Histological evaluation of the thyroid gland was performed on all mice. Representative tissues were fixed overnight in 10% neutral buffered formalin, processed by routine methods, and embedded in paraffin. Sections (5 µm) were stained with ematoxylin and eosin. Blinded (i.e., without knowledge of genotype) histological evaluation included classification of tumor morphology (papillary, classical or solid, poor differentiated or ATC). Immunohistochemical staining was performed on 5 µm paraffin sections. Endogenous peroxidase was inhibited by 0.3% hydrogen peroxide in methanol for 30 min. For antigen retrieval, slides were microwaved in a DAKO autostainer in 0.01 M citric acid for 10 min and then quenched in 1% H2O2.

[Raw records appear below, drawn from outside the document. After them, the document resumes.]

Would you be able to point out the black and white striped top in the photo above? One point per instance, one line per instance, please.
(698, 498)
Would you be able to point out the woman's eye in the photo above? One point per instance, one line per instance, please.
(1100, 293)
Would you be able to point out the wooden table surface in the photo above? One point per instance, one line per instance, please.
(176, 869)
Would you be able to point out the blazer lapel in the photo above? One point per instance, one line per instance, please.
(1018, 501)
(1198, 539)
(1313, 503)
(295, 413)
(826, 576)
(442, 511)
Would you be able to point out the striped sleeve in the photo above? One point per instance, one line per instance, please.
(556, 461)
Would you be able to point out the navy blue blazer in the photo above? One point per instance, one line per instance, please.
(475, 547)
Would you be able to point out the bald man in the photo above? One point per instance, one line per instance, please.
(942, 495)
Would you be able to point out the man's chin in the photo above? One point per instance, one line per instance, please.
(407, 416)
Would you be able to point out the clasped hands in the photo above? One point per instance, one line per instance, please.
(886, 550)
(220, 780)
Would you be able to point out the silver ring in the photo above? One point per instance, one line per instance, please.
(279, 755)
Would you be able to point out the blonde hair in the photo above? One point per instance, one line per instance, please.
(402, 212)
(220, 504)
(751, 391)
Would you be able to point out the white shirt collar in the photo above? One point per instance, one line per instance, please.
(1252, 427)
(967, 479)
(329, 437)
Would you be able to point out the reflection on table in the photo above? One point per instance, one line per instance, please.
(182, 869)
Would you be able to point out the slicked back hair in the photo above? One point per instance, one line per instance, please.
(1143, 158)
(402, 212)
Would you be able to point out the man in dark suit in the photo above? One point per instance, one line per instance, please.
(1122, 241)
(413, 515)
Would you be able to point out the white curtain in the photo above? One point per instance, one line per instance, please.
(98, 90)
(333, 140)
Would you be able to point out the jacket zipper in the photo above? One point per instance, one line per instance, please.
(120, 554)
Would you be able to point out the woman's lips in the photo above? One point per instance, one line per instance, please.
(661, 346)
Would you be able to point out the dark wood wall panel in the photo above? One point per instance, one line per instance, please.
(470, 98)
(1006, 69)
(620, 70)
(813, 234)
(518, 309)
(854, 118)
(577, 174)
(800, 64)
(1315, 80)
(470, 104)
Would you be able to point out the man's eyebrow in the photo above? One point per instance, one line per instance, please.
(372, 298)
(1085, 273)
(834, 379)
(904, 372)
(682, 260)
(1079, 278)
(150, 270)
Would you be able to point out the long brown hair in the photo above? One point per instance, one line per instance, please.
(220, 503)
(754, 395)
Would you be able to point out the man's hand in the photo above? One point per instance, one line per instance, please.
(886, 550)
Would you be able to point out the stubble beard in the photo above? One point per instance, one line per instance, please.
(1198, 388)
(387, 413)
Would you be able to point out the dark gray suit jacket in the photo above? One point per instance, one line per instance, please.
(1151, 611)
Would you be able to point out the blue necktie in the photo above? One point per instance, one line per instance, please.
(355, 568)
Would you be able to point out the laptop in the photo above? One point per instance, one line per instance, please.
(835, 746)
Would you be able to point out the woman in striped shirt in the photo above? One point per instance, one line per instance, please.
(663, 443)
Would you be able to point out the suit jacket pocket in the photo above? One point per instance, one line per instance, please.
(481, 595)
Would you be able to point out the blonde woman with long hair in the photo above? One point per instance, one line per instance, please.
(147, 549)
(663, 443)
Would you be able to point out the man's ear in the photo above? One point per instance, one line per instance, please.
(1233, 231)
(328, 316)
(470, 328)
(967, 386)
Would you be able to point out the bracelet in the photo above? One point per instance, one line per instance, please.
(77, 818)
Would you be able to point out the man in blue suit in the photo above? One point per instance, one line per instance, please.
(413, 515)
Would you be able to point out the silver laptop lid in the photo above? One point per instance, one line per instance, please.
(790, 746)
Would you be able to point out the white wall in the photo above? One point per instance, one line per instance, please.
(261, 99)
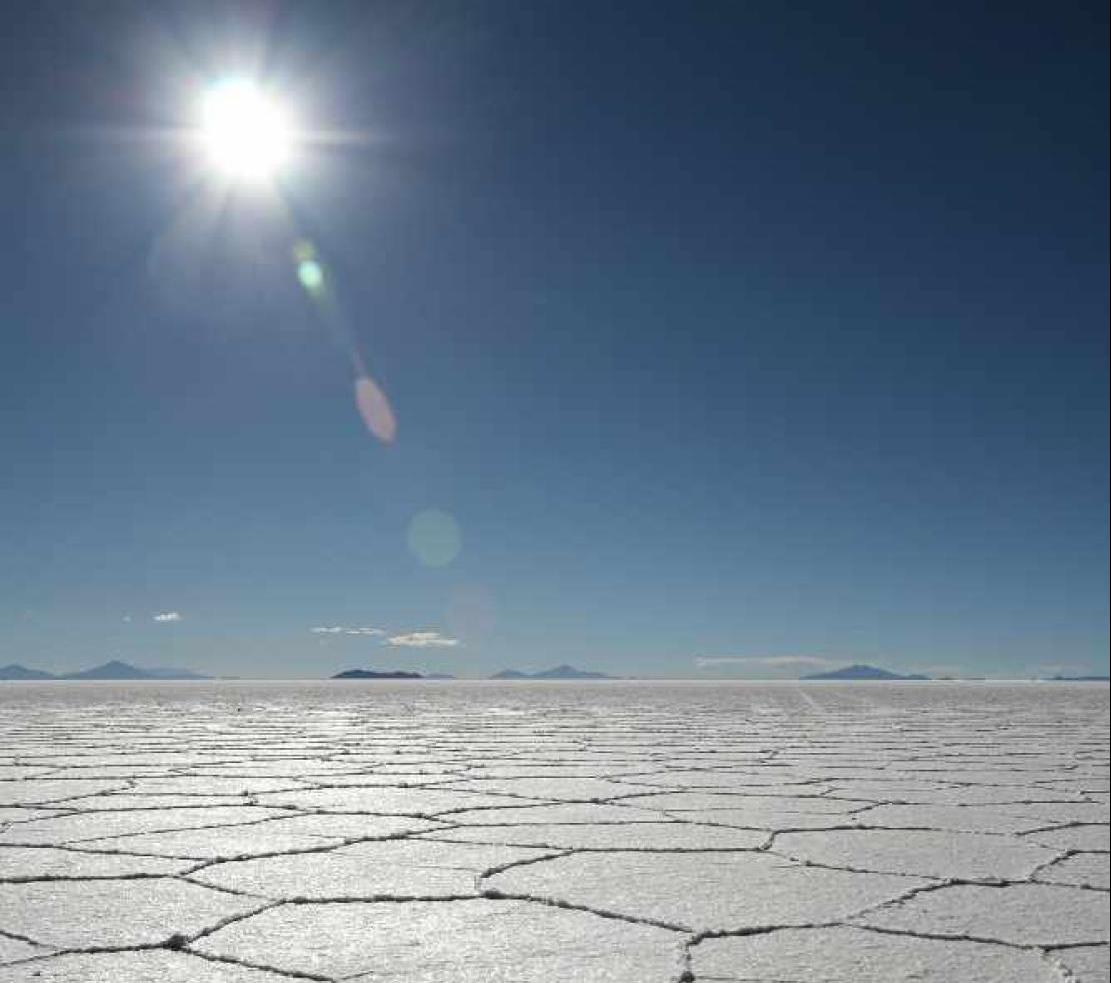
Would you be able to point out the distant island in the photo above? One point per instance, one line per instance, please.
(558, 672)
(378, 674)
(113, 670)
(861, 672)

Polyclonal rabbit primary antibodies were against Ki-67 (ab 15580, 1:200, Abcam, Cambridge, UK), PATZ1 (custom ab R1P1, Primm [11]), and anti-E-cadherin (610181, BD Transduction Laboratories, BD Italia, Milan, Italy). The secondary antibody for all primary antibodies was biotinylated goat anti-rabbit antibody (Vector Laboratories, Burlingame, CA, USA). Specific binding was amplified using the streptavidin-biotin immunoperoxidase technique (DAKO). Chromogen reaction was developed with 3–3 diaminobenzidine (DAB) solution (DAKO), and nuclei were counterstained with Mayer’s hematoxylin. Negative controls were performed by omitting the primary antibody. Ki-67 expression was quantified by counting the percentage of immunopositive cells with respect to total cells, evaluating the mean of at least three fields for each tumor. At least four mice per group were included in this analysis. Conversely, immunohistochemical analysis of both PATZ1 and E-cadherin expression was only qualitative.

4.4. Statistical Analysis

Log-rank (Mantel–Cox) test was applied to analyze differences in Kaplan–Meier survival curves. Tumor distribution of the three Patz1 genotypes of RET/PTC1 mice was analyzed to determine whether differences were statistically significant at 10 to 17 weeks of age. Pearson’s x2 test was performed on data expressed as percentage. Ordinary one-way ANOVA followed by Tukey’s multiple comparisons test was applied for Ki-67 analysis. All tests were assessed using GraphPad Prism 6 software, La Jolla (CA), USA. Statistical significance was indicated by p < 0.05.